The media is littered with examples of what happens when work takes over. Stunning women, ladies who surely would be deemed ‘a catch’ by a multitude of men, are leading single lives well into their forties – not through choice, but through lifestyle. Sometimes, though, my colleagues just can’t meet a guy because they simply don’t have the time or the opportunity. Certainly, there are plenty of careers where the hours are long and erratic, but in the media – especially in showbiz – there’s one extra challenge for women: you’re on-call 24/7, in a work environment packed with more gay men than a Girls Aloud gig … Hell, even Katie Price would struggle to date with those odds.

Indeed, only my friend Danny has a serious relationship he can boast about, although not with another media-bod. Danny’s partner has learnt to deal with Danny’s career by simply not getting involved. His own career – a job in the City that Danny understands about as much as I do nuclear physics – is so far removed from Danny’s job in radio that they keep things fresh by blissful ignorance. Both know their lives require them to do certain things the other would never comprehend, and they just accept that. For some people, your partner not showing an interest in your professional life might sound odd but after several years of trial and error, believe me when I say Danny’s shown us all how it’s done. His home life isn’t constant chats about music or finance. It’s about other stuff that has no link to work. That’s got to be the healthiest way to keep alive a relationship two people so want to last.

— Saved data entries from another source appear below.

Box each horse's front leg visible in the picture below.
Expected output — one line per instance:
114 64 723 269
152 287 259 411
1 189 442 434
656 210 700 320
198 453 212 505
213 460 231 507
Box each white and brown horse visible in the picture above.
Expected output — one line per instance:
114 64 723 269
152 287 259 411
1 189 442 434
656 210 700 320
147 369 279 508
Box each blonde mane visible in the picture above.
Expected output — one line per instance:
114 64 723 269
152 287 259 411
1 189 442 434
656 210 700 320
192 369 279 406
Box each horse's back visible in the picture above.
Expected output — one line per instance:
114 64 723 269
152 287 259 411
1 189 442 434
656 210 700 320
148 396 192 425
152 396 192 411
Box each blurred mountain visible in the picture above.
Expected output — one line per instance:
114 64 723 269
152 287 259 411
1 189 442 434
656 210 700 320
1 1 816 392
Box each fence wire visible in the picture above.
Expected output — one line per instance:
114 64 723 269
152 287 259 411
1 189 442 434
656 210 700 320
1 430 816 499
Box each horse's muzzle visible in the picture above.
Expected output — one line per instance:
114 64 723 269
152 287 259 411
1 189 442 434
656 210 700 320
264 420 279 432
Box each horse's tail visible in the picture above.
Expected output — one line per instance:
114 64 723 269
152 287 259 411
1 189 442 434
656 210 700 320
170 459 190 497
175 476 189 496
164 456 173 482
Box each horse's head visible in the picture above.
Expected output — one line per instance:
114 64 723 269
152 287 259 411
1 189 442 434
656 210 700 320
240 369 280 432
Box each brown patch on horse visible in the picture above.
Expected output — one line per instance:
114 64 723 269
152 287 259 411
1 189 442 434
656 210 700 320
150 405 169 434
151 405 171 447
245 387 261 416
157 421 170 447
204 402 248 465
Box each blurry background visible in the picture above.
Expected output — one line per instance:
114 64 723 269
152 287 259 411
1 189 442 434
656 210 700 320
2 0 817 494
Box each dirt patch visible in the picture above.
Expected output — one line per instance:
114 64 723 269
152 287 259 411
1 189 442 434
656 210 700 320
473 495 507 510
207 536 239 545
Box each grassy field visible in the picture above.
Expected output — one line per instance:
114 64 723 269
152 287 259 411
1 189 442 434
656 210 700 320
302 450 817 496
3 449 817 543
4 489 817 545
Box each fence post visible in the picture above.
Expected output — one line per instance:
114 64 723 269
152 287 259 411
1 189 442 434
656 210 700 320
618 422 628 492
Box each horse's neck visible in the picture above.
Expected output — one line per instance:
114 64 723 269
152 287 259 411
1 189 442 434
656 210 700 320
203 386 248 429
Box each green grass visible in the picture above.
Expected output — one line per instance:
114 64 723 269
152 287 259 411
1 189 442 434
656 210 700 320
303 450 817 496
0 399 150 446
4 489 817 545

Sadly, others find themselves on different paths. My friend Olivia was an events girl through and through, always seemingly at the end of her tether as she put together another showbiz bash or fended off another set of freeloaders looking for tickets to her latest party. She lived and breathed the job, albeit through a liver and lungs battered by regular intakes of gin and tobacco. Olivia would go home in the wee small hours, back to a flat with just QVC and a microwave meal to look forward to, despite having been working with glamorous stars and their publicists all day. That kind of contrast is one that seems even more painful when you reach middle age, as Olivia had. I think it’s this contrast that led to her breakdown. Burnt out and bored with being too sick to work, Olivia pretty soon felt that she had nothing to fight for any more. Within a few months it was all over. Her memorial service was a gathering of colleagues who not only missed their old friend, but were silently praying they didn’t end up like her. Sadly life doesn’t have the happy endings of a rom-com.

So when I find myself working late, slaving over a story about weight loss or a feature on fashion, I constantly give myself reality checks. Showbiz is a big industry and one that fascinates millions – but for most of the time, it’s just a bit of fun. Stressing over something that isn’t the end of the world is pointless. If you do, it could be the end of yours.